Simple models undeniably have their merits, especially when dealing with big datasets that are difficult to inspect manually — there is nothing to say against their use. But we should always keep in mind that we can, and should, do much better than this. Handling systemic changes remains a major challenge for phylogenetic approaches, no matter whether they use trees, networks, bushes, or forests.
Given the peculiarity of sound change in linguistic evolution, and how well the phenomena are understood in our discipline, it seems worthwhile to invest time in exploring ways to formalize and model the process. During the past two decades, linguists have taken a lot of inspiration from biology. The time will come when we need to pay something back. Providing models and analyses to deal with systemic processes like sound change might be a good start.
References
Bloomfield, L. (1973) Language. Allen & Unwin: London.

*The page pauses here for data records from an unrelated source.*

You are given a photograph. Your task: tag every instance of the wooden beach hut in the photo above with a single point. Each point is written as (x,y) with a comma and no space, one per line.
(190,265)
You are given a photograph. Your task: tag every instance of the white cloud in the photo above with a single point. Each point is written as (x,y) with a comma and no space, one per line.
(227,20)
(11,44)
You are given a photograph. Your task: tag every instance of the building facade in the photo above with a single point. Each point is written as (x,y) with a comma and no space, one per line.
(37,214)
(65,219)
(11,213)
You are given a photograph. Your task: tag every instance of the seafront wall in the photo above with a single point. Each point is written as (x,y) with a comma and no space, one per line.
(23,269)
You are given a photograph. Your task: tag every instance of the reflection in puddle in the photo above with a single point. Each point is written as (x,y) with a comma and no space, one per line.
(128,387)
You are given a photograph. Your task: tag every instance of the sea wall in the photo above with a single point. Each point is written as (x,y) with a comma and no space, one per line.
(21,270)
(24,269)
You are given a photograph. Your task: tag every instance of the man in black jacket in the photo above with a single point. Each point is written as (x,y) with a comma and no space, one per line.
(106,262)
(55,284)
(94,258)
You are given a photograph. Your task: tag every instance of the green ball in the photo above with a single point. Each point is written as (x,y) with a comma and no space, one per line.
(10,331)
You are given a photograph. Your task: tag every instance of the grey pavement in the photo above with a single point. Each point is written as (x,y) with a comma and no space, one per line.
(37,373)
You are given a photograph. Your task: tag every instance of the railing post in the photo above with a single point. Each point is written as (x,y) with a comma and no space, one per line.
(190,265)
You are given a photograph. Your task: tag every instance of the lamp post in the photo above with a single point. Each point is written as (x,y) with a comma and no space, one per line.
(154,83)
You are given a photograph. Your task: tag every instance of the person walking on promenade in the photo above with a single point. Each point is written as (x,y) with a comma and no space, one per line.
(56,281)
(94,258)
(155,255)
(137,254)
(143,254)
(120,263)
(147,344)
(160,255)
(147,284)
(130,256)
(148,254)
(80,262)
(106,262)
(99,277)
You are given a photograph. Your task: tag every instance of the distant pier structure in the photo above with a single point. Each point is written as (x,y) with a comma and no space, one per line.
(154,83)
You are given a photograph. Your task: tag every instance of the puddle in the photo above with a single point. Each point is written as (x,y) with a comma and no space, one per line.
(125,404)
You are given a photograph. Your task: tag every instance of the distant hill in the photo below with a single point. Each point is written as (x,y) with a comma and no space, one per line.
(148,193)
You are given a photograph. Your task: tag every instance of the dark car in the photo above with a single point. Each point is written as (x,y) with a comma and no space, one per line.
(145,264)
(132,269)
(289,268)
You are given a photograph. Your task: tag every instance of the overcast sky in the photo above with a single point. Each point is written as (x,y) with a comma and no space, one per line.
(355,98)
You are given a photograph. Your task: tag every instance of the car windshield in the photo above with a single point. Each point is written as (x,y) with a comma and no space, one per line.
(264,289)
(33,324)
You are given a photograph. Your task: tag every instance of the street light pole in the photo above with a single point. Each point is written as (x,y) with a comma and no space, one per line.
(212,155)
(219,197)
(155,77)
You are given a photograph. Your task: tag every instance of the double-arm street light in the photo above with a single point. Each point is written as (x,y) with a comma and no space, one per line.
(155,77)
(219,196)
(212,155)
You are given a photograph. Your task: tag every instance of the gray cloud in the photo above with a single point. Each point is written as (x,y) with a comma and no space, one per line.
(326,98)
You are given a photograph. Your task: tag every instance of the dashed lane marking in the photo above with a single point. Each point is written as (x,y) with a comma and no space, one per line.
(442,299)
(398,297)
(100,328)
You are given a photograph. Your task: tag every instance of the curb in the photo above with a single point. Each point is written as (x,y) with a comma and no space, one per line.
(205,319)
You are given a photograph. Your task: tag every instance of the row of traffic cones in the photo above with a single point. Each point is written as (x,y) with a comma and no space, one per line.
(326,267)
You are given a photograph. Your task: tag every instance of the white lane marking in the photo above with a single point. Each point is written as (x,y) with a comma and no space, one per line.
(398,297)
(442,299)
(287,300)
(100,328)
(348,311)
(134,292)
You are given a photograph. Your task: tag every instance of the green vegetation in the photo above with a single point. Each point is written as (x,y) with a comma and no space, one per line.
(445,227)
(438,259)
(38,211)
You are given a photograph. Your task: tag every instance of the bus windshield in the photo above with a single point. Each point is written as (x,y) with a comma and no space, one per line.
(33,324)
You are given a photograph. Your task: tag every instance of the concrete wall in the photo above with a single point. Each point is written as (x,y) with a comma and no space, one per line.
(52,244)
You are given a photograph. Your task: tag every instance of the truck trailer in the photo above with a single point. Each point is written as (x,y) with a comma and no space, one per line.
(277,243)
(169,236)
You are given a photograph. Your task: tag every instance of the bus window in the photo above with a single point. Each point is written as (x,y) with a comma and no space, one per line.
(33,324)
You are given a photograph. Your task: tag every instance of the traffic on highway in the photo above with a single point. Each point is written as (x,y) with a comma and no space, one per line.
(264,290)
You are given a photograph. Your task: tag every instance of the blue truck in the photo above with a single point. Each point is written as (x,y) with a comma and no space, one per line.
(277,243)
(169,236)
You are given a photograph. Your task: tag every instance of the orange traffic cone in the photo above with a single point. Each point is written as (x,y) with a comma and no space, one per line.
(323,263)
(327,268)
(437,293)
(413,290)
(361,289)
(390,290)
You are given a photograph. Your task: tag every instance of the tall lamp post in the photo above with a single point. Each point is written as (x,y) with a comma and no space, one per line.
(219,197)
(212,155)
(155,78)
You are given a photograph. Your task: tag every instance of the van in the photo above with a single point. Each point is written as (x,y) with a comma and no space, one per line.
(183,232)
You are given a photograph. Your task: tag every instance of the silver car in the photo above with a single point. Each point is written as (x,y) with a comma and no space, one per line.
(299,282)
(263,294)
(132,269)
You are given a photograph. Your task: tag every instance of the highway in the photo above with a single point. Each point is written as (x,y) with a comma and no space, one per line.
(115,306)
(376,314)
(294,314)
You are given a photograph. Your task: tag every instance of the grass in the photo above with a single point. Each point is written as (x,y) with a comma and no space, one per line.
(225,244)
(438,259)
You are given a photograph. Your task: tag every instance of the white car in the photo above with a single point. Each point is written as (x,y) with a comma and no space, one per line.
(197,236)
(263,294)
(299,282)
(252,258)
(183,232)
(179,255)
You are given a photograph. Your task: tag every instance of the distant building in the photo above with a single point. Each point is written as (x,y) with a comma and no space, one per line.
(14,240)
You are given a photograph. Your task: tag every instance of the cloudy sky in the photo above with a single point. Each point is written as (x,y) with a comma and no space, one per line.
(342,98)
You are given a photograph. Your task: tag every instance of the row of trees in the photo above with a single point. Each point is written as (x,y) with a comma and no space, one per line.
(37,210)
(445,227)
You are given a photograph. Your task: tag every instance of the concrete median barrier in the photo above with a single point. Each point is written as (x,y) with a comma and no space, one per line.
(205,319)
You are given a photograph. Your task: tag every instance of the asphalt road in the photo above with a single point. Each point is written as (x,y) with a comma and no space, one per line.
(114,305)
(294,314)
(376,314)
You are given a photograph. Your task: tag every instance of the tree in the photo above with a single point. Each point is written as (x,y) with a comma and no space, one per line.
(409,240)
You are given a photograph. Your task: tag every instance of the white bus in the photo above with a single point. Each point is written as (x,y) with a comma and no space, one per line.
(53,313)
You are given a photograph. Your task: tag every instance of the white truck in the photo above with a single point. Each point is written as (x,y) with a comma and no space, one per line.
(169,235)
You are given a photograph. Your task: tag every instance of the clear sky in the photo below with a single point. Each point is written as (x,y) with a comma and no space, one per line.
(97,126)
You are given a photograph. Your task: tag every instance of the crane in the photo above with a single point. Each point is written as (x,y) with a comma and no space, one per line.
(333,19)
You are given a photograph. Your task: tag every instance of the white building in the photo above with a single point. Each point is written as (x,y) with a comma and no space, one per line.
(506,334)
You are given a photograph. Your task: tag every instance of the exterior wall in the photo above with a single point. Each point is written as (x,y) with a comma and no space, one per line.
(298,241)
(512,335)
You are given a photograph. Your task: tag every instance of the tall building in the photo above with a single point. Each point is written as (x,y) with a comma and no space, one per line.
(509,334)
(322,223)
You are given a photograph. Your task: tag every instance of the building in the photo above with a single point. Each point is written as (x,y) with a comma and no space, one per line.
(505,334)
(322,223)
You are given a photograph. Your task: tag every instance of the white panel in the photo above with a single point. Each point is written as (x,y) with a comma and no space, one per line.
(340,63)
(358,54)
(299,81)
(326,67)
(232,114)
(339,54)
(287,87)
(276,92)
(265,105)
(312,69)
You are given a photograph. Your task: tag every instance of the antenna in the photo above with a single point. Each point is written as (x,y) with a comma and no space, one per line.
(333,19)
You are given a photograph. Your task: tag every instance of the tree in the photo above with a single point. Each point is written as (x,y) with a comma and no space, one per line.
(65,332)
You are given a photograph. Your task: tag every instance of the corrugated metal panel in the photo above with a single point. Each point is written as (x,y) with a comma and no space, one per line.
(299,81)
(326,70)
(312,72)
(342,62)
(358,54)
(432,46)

Everett, C., D. Blasi, and S. Roberts (2015) Climate, vocal folds, and tonal languages: connecting the physiological and geographic dots. Proceedings of the National Academy of Sciences 112.5: 1322-1327.
Hruschka, D., S. Branford, E. Smith, J. Wilkins, A. Meade, M. Pagel, and T. Bhattacharya (2015) Detecting regular sound changes in linguistics as events of concerted evolution. Curr. Biol. 25.1: 1-9.
Roberts, S. (2018) Robust, causal, and incremental approaches to investigating linguistic adaptation. Frontiers in Psychology 9: 166.
Wheeler, W. and P. Whiteley (2015) Historical linguistics as a sequence optimization problem: the evolution and biogeography of Uto-Aztecan languages. Cladistics 31.2: 113-125.